One of the problems with current immigration laws is that they raise the price of immigrating legally. Basic economics tells us that when something costs more, people consume less of it.

That’s why so many of America’s immigrants are turning to dangerous but cheap immigration black markets to enter the country. This is a problem with an obvious solution. In today’s American Spectator, Alex Nowrasteh and I make the case that lowering the cost of legal immigration through liberalization will reduce the amount of illegal immigration, and shrink cruel black markets.

Basic economics wins again.

How to Fix Immigration’s Black Market

Alex Nowrasteh and I have a piece in today’s Detroit News arguing that liberalization, not regulation, is the way to shrink immigration’s massive black market. Our main points:

-New rules that came into effect this month, such as raising the minimum wage for H-2A visa holders (that’s the visa for low-skilled agricultural workers) makes cheaper undocumented workers look more attractive for employers. They actually harm legal workers.

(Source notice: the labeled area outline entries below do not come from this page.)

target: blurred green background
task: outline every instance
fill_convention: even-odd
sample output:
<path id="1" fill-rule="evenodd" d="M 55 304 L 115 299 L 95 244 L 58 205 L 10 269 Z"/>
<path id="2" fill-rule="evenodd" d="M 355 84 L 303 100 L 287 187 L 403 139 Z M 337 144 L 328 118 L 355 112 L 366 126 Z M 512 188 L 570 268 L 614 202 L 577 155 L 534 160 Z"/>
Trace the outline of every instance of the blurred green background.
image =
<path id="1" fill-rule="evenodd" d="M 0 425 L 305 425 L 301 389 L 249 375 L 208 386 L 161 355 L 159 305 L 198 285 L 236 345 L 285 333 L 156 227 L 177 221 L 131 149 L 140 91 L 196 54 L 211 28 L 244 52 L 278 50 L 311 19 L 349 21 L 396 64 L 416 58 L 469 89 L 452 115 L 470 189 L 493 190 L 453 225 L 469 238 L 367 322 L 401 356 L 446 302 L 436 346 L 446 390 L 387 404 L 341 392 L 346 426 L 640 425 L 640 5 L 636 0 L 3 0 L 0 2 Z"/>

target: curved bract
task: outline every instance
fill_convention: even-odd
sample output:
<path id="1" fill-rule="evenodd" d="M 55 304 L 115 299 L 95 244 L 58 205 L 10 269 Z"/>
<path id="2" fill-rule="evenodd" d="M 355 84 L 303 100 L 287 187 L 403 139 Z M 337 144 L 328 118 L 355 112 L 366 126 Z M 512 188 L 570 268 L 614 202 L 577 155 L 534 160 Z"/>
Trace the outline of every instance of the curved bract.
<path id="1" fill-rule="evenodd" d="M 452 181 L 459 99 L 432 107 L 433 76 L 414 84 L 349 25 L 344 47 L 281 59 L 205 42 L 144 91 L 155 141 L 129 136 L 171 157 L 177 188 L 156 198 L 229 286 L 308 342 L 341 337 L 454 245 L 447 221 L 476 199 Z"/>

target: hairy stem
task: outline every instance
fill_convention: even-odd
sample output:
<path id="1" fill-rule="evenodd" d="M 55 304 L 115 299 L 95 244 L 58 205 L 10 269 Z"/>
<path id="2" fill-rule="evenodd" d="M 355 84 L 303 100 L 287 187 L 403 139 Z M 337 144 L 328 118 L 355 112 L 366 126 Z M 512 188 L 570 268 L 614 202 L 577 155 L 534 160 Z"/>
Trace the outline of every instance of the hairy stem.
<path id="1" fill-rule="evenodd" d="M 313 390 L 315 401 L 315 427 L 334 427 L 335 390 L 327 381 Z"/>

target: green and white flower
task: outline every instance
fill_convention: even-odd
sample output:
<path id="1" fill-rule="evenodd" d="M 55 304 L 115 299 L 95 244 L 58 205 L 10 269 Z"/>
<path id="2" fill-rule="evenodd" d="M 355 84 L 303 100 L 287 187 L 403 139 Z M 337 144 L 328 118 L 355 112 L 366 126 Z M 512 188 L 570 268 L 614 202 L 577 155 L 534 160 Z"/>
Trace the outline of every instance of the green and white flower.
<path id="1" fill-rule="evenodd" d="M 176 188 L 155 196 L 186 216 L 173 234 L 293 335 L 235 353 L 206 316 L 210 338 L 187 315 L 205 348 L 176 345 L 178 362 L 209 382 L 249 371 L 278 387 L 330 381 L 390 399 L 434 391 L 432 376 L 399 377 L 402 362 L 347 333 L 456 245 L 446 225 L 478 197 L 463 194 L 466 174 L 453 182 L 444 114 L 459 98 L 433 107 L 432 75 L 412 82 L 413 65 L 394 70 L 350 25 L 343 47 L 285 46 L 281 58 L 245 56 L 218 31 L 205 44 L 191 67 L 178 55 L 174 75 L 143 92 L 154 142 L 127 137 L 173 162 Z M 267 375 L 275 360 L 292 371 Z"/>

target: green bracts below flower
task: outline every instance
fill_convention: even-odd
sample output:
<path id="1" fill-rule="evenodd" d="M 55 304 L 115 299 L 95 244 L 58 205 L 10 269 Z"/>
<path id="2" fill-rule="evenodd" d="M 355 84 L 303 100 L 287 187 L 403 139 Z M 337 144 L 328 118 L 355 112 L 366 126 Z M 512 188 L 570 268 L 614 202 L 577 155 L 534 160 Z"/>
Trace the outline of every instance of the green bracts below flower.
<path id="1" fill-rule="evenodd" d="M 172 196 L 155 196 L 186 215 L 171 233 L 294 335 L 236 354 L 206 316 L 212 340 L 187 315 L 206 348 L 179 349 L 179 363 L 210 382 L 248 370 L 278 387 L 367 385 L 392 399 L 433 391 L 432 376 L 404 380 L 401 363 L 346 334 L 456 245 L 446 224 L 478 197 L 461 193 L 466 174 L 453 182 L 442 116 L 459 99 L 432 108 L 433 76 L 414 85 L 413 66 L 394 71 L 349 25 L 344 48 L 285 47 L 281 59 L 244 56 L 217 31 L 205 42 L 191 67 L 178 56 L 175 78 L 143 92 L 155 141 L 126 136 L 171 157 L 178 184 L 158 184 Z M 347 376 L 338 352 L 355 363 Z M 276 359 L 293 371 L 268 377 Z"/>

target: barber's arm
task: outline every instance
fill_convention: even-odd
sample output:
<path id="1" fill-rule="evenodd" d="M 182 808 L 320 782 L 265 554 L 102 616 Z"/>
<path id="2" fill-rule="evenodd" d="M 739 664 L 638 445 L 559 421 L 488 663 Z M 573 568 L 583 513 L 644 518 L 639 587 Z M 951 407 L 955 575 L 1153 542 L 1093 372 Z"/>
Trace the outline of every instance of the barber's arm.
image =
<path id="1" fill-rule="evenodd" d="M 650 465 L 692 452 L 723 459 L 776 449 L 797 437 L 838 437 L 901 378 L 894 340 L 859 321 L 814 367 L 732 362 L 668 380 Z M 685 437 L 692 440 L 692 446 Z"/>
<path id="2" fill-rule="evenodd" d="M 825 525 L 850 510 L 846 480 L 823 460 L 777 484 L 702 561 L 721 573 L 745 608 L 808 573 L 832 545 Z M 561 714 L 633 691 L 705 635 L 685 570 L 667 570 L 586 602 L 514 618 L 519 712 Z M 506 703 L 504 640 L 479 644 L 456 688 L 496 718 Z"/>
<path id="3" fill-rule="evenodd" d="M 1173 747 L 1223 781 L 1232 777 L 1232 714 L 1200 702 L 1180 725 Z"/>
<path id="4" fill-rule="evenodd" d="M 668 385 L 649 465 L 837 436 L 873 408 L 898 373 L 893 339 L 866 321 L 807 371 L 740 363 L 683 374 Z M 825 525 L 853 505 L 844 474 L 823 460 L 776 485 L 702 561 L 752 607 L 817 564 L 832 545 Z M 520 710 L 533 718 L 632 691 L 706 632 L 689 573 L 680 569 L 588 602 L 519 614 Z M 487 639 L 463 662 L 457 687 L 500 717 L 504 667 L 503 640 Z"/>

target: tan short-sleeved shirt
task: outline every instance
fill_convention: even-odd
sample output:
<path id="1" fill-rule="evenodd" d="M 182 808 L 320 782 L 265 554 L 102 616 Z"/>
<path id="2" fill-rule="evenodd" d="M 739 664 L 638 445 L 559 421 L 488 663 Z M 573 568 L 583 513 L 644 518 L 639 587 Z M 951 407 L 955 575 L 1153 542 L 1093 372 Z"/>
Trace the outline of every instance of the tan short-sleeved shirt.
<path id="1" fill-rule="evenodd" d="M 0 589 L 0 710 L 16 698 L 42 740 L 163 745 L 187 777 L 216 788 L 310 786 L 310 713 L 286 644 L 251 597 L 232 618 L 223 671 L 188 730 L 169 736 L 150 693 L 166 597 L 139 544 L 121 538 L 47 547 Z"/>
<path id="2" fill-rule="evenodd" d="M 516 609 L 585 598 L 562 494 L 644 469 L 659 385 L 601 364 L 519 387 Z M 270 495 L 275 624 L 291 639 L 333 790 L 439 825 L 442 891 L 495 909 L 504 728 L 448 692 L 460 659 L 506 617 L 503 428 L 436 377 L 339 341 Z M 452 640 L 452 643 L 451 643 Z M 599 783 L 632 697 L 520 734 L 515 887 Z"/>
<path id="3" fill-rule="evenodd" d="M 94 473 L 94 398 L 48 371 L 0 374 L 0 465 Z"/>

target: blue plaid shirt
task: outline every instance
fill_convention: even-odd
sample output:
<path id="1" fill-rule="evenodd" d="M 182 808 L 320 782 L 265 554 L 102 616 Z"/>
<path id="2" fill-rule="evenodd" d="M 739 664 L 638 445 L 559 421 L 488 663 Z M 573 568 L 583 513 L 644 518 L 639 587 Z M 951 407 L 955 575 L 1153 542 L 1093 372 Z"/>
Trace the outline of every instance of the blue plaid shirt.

-Other new regulations, including background checks, workplace inspections, and mountains of paperwork, cost thousands of dollars per employee. These regulations also make black market workers look more attractive.

-The way to reduce illegal immigration is liberalization. For agricultural workers, that means making their H-2A visas inexpensive, easy to obtain, and keeping the bureaucracy to a minimum.

-When legal channels cost too much in time and money, people will turn to illegal channels every time. That’s how the world works. Getting rid of immigration’s black market begins with admitting that fact.